By Dean Takahashi, Venture Beat
By any measure, League of Legends has been an enormous success for Riot Games for more than a decade. But when it comes to the diversity of the esports stars in the multiplayer online game, it’s clear that women are missing. And since the company is more aware of diversity issues than it has been in the past, Riot is taking a more proactive approach to its next big esports game, Valorant.
Valorant has a lot going for it. Riot recently announced that its team shooter game has reached 14 million monthly active PC players and half a billion games played in its first year. The new Valorant Champions Tour (VCT) in North America is hitting new peaks with each event, with more than 8.7 million hours of tournaments watched, 360,000 peak viewers, an average of 560,000 viewers each minute, and similar good results for regional events. Riot Games is still investing heavily ahead of making profits with Valorant, just as it has done with League of Legends.
But Valorant is different from League of Legends in another respect, as about 30% to 40% of the players are female, said head of esports partnerships Matthew Archambault said in an interview with GamesBeat. One reason that has happened is that times have changed, Riot has matured since being accused of sexism in the past, and it can put more resources toward making sure the ecosystem is diverse.
“If you look at the FPS space, that’s kind of amazing because if you look at other FPS titles, you can see they are mostly men,” Archambault said. “We wanted to ensure that we could create this very welcoming experience for women and marginalized genders.”
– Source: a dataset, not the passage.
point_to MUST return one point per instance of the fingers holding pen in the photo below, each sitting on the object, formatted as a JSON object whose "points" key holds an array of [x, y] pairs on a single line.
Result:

And to stoke their interest in Valorant esports, Riot Games announced in February it was creating the Valorant Champions Tour (VCT) Game Changers program. It’s an esports tournament initiative to supplement the competitive season by highlighting women and people of marginalized genders. Riot wants these events to foster an inclusive environment for competition and create safe opportunities for women to compete without fear of identity- or gender-based harassment. After all, esports is something where the sexes should be equal, since, unlike in traditional sports, there isn’t a difference between men and women when it comes to playing a computer game with a mouse and keyboard. There isn’t a physical difference that explains why there aren’t enough women in esports.
“I worked on [League of Legends Championship Series] LCS for a really long time as well. And there are no female players,” said Shelby Ulisse, an event producer at Riot Games and head of the Game Changers Initiative. “That’s the reality, and I think it is a huge bummer and missed opportunity. We’ve had females enter and come into the pro scene on League of Legends. And so this time around, we were like, ‘That can’t happen again.’ We need to make sure that from the beginning, from the inception of what this esport is, women are at the forefront of our mind, because we want to see mixed teams, we want to see all of those teams and a variety of different people represented.”